Basil Rakoczi Basil Rakoczi was born on 31 May 1908 in Chelsea, London. His father was a Hungarian composer and violinist, his mother hailed from County Cork and was an artist’s model. Rakoczi attended Brighton School of Art before studying at the Académie de la Grande Chaumiere, Paris, and later worked under the artist, Ossip Zadkine (1888-1967).

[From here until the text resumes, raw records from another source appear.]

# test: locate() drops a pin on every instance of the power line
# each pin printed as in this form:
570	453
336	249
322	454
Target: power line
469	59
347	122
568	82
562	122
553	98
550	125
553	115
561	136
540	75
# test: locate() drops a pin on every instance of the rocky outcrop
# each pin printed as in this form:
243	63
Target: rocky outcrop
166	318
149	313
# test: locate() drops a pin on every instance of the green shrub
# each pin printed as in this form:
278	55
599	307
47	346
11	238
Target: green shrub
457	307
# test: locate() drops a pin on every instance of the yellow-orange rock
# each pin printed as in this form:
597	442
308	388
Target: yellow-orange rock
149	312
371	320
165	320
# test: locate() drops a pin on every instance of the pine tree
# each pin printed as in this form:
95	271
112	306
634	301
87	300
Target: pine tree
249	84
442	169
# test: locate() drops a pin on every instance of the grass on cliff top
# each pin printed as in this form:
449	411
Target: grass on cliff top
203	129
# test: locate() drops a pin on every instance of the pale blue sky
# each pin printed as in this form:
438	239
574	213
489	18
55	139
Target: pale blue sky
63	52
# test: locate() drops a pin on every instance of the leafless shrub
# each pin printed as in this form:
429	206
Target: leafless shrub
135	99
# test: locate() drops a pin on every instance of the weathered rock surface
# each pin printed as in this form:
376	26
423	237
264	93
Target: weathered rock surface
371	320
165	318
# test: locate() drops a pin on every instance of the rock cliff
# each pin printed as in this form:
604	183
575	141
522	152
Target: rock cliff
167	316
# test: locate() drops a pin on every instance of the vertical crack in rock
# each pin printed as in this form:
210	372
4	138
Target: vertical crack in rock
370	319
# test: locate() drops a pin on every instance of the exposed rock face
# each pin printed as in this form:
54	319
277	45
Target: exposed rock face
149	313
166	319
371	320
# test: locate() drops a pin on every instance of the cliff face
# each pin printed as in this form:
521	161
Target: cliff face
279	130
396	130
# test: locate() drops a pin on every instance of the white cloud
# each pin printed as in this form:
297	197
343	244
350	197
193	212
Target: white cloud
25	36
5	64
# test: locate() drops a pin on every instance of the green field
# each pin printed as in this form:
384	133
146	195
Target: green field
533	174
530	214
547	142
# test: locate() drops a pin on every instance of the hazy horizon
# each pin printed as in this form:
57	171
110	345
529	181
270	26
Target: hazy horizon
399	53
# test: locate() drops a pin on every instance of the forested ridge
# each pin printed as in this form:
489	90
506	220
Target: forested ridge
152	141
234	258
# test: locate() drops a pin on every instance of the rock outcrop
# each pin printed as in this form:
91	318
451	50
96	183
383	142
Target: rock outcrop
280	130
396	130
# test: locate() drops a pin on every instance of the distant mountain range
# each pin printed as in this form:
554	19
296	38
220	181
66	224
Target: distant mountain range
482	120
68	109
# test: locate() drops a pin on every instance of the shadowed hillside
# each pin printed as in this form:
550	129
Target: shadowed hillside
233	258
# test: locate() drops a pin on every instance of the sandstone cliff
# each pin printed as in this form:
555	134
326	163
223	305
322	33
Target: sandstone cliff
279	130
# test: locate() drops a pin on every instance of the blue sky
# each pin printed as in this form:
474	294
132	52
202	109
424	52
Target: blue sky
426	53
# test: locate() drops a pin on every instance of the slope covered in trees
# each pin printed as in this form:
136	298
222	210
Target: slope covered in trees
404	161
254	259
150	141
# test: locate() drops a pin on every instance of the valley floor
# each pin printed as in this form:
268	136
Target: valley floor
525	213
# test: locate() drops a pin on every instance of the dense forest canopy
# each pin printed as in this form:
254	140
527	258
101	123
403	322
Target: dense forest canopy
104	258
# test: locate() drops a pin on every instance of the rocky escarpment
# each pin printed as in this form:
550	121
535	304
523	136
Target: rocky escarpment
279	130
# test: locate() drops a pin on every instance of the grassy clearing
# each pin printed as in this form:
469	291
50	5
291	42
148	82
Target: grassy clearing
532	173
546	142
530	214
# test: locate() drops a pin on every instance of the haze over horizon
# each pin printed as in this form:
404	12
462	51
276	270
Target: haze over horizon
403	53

In 1935, Rakoczi founded the Society for Creative Psychology in London, where he first met Kenneth Hall. The artists were strongly influenced by psychoanalytic techniques, producing what they described as ‘Subjective’ paintings. Such works were later exhibited under the name of the White Stag Group. Deemed ‘Subjective Art’ by Rakoczi and the White Stag movement, their artistic process involved creating from the ‘Unconscious’ in a manner akin to the Surrealism of Andre Breton and Salvador Dali. Adopting a psychological approach to art, Rakoczi’s style often varied, though typically appeared as highly modernist. His more figurative works were still often abstracted by unnatural, vivid colours or by geometric shapes.

In 1939, Rakoczi and Hall moved to the West of Ireland staying in Delphi, County Mayo. Moving to Dublin in 1940, they revived the Society for Creative Psychology and continued to exhibit under the White Stag Group. Whilst in Dublin, they encountered contemporary Irish artists such as Evie Hone and Mainie Jellet. By 1943 around ten exhibitions of twentieth-century art had been held at the White Stag Gallery in Dublin. Rakoczi’s work was included in the Irish Exhibition of Living Art, and exhibited in the Royal Hibernian Academy, Molton Gallery and Archer Gallery in London. His work has been shown in France, Holland, Monaco, and Australia.

Rakoczi left Ireland in 1946, returning to London before settling in Paris, though he continued to exhibit in Dublin during that time.